Oberti believes the potential for Valemount’s growth, once an international destination has been created, will be substantial. “[It is] only limited by what the community and its council will allow. I believe that it would be appropriate for the Village of Valemount to consider preparing a master plan to determine its desired response to growth opportunities,” said Oberti.
Speaking for the Village of Valemount, Mayor Andru McCracken is pleased but cautious about Oberti’s project. “Oberto Oberti is a veteran at resort development and his experience shows,” said McCracken. He believes it is heartening that Oberti is trying to bring all the stakeholders together early on. “I’m not worried about the resort if it goes ahead. I’m sure it will be fantastic. What is more problematic are the implications for the Village.” McCracken is concerned the early knowledge of the project could unleash an “insatiable appetite” for second homes with multiple consequences. “I advise caution. Without planning we could be in a fix. Valemount would be a vibrant community, but most of us wouldn’t be able to afford it,” said McCracken. “I want to make sure we can afford to pay our taxes, and for those that don’t own a place, pay the rent. It’s important that our success provides an opportunity for the people who live here. We need vision. We need a plan. Not a top down plan; a community plan. We need to use our cohesion and use our gifts as a community to make this thing work.”
McCracken can understand if village and area residents are skeptical and believe it’s wise “not to put eggs in a basket that doesn’t even exist on paper yet.” Despite this very early stage, McCracken believes Oberti recognizes the great potential in Valemount. “I’m interested to see if residents support this. I do, but without widespread support any developer would run the other way.”
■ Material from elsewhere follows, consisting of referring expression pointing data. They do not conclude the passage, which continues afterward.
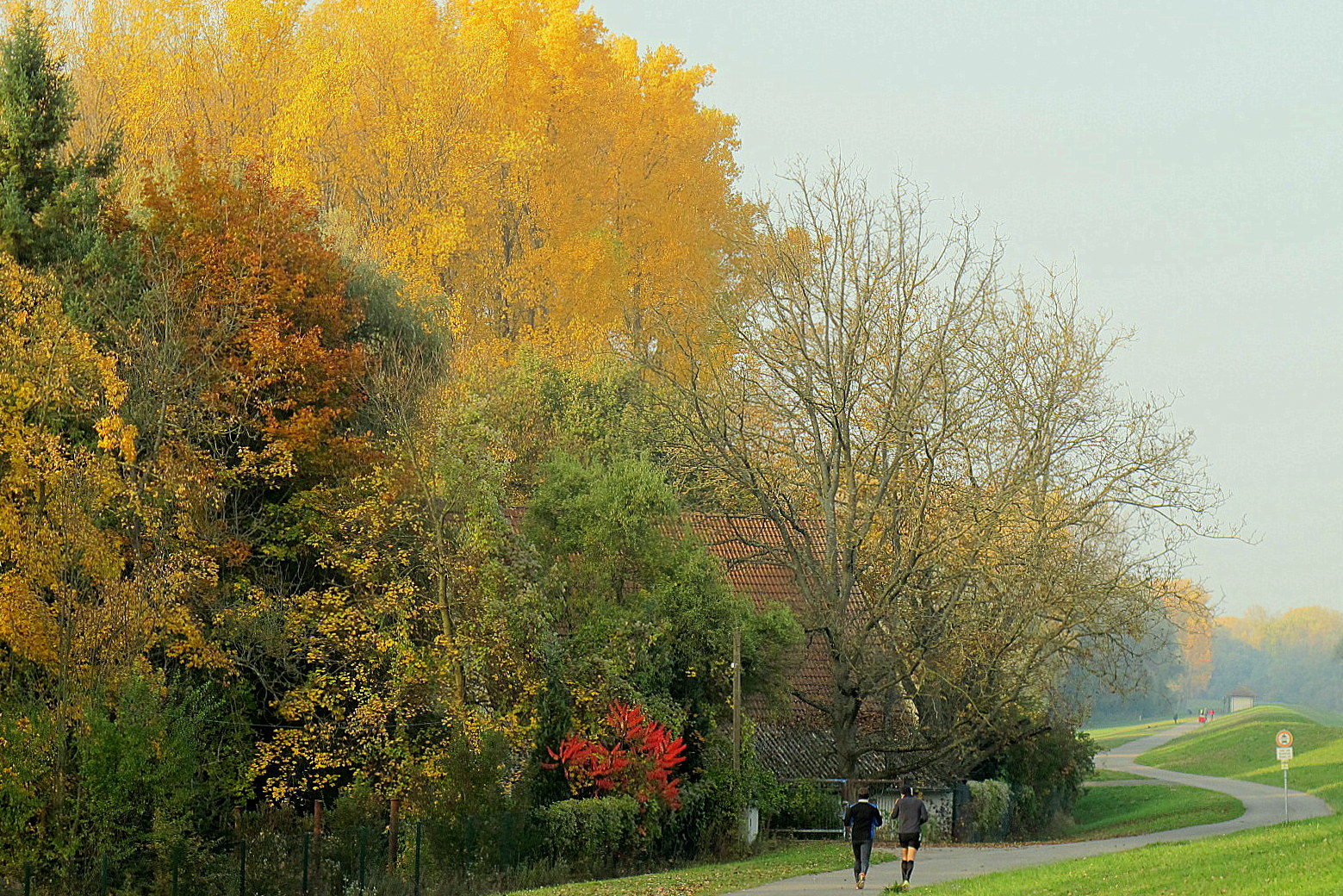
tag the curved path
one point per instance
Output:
(935, 864)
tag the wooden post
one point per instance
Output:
(391, 833)
(317, 845)
(737, 700)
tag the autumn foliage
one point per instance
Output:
(630, 756)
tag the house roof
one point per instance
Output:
(794, 742)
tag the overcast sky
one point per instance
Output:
(1184, 158)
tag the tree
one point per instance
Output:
(966, 504)
(516, 165)
(50, 195)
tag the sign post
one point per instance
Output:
(1284, 756)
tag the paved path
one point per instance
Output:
(935, 864)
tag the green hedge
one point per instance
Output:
(593, 836)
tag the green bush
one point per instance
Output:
(593, 836)
(990, 802)
(804, 805)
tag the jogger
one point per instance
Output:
(860, 826)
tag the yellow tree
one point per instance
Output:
(514, 163)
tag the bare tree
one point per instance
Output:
(966, 501)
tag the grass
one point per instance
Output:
(1300, 859)
(1105, 774)
(1111, 737)
(1143, 809)
(706, 880)
(1241, 746)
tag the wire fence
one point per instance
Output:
(466, 855)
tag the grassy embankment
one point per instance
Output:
(1300, 857)
(1111, 737)
(1141, 809)
(706, 880)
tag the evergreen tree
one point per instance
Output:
(50, 196)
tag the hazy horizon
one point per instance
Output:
(1178, 159)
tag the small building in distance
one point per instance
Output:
(1240, 699)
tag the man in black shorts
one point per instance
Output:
(911, 814)
(860, 826)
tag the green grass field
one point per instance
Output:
(1105, 774)
(1241, 746)
(1302, 859)
(708, 880)
(1141, 809)
(1111, 737)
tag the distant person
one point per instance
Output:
(911, 814)
(860, 825)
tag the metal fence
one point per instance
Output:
(465, 855)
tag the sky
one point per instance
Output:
(1184, 159)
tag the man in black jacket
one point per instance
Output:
(860, 826)
(911, 814)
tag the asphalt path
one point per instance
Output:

Every great project has a beginning. Marmot Basin, Kicking Horse and Lake Louise all started with an untouched mountain and a big dream. Of all the places in the world, Valemount has every reason to be skeptical and in the early stages of any project perhaps being cautiously optimistic is the best a struggling village can muster. However, the community can do its part by lending its support. It would be wise to engage all available stakeholders in such an endeavor as well as to present the Valley in the best possible light to potential investors, visitors and future residents.